The histological findings in the biopsy were concordant with those of patients suffering from MTX intoxication previously prescribed in the literature. Cell vacuolization in the junction zone and apoptotic keratinocytes in the epidermis, which were present in our patient, are commonly interpreted as a sign of direct MTX toxicity. Hyperkeratosis, interstitial dermatitis and perivascular infiltrates of lymphocytes detected in our patient are characteristic too [1, 4]. In our patient, the biopsy revealed no eosinophilic infiltrate, which is detectable in some but not all patients with MTX-induced skin ulcerations [4]. Direct immunofluorescence enables exclusion of differential diagnoses and should be performed if a biopsy is taken.

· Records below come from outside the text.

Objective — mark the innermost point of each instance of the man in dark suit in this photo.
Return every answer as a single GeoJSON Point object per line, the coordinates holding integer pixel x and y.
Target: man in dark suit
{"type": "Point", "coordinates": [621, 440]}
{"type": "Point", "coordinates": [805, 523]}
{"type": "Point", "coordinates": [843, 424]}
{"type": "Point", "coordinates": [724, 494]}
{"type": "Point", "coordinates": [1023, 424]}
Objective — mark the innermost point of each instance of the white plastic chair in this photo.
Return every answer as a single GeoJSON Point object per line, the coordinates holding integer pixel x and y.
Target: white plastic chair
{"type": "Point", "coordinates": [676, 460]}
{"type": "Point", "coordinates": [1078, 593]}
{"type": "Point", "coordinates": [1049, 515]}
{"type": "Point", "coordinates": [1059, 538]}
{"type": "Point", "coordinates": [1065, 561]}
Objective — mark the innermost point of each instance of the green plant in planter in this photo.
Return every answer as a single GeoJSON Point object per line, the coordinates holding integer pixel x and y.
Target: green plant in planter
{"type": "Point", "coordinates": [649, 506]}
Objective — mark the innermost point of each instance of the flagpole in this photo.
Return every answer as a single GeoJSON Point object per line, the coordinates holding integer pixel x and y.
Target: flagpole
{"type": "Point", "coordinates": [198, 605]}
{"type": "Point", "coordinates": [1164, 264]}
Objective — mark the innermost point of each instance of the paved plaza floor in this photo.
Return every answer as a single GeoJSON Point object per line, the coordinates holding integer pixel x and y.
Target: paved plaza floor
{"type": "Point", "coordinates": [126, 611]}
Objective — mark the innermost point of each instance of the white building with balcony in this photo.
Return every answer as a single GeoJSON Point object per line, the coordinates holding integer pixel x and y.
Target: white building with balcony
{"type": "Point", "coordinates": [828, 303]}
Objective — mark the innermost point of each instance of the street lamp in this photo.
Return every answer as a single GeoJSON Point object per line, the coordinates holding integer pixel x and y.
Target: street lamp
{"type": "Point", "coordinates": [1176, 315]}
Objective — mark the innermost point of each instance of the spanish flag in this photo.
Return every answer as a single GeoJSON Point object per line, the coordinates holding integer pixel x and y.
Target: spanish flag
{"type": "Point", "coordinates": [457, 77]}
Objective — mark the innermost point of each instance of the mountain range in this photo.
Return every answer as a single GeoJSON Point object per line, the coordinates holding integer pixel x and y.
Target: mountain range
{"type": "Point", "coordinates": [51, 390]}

As previously described in other cases [4], our patient suffered from both pancytopenia and ulcerations in previously healthy skin. It has been suggested that cutaneous erosions may be a herald for later-onset pancytopenia [4]. The nadir of peripheral blood cells normally occurs about 1 week to 10 days after the last MTX intake. Accordingly, the lowest cell count was registered 4 days after our patient’s admission, even though MTX had been immediately stopped and rescue therapy started the same day. However, perhaps due to the rapid initiation of rescue therapy, our patient experienced a quick and complete recovery.

Taken together, our patient experienced severe MTX toxicity after administration of an inappropriate dose. He developed both ulcerated livid plaques on previously healthy skin as well as ulceration of pre-existing psoriatic plaques, oral mucositis and genital erosions. The skin lesions preceded a severe pancytopenia. Under rescue therapy, both skin lesions and pancytopenia resolved within 10 days. Mucocutaneous ulceration on psoriatic plaques or previously healthy skin due to inappropriate MTX administration may precociously indicate the development of other severe organ damage such as bone marrow suppression. Physicians should be aware of the existence and morphology of MTX-induced skin lesions in order to take appropriate therapeutic action at an early stage and prevent the development of further complications.

The patient’s consent to publish this case was obtained.

The authors report no conflict of interests. The authors alone are responsible for the content and writing of this article.